Bitcoin‘s Taproot upgrade will change the way the network handles complex transactions, such as those involving multiple parties or those sent with a mandatory waiting period known as a “timelock”. The changes involve a device called Schnorr signatures to make those transactions indistinguishable from simpler ones by on-chain analysis. The data required will also be smaller, reducing Bitcoin transaction fees.

The upgrade should take place in November, provided that 90 per cent of Bitcoin mining power signals for Taproot during the next two-week Bitcoin “epoch”, which begins this weekend.

As of yesterday, more than 95 per cent of all mining power had begun signalling for Taproot, so developers expect the upgrade to pass.
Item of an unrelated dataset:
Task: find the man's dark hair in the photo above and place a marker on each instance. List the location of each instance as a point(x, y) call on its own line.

If for some reason Taproot isn’t activated in the next epoch, there’s a few more chances left in subsequent fortnights. Taproot must be voted in by August or it goes back to the drawing board.

Taproot would be the biggest upgrade to Bitcoin since the contentious SegWit debate in 2017, an upgrade that allowed for the creation of the Lightning Network to help solve Bitcoin’s scaling issues.

SegWit was eventually activated in August 2017, leading to a 50 per cent rally in the price of Bitcoin over a week.

But in the aftermath of that bitter debate, a breakaway camp of mostly China-based miners who favoured a different scaling solution created the Bitcoin spinoff Bitcoin Cash.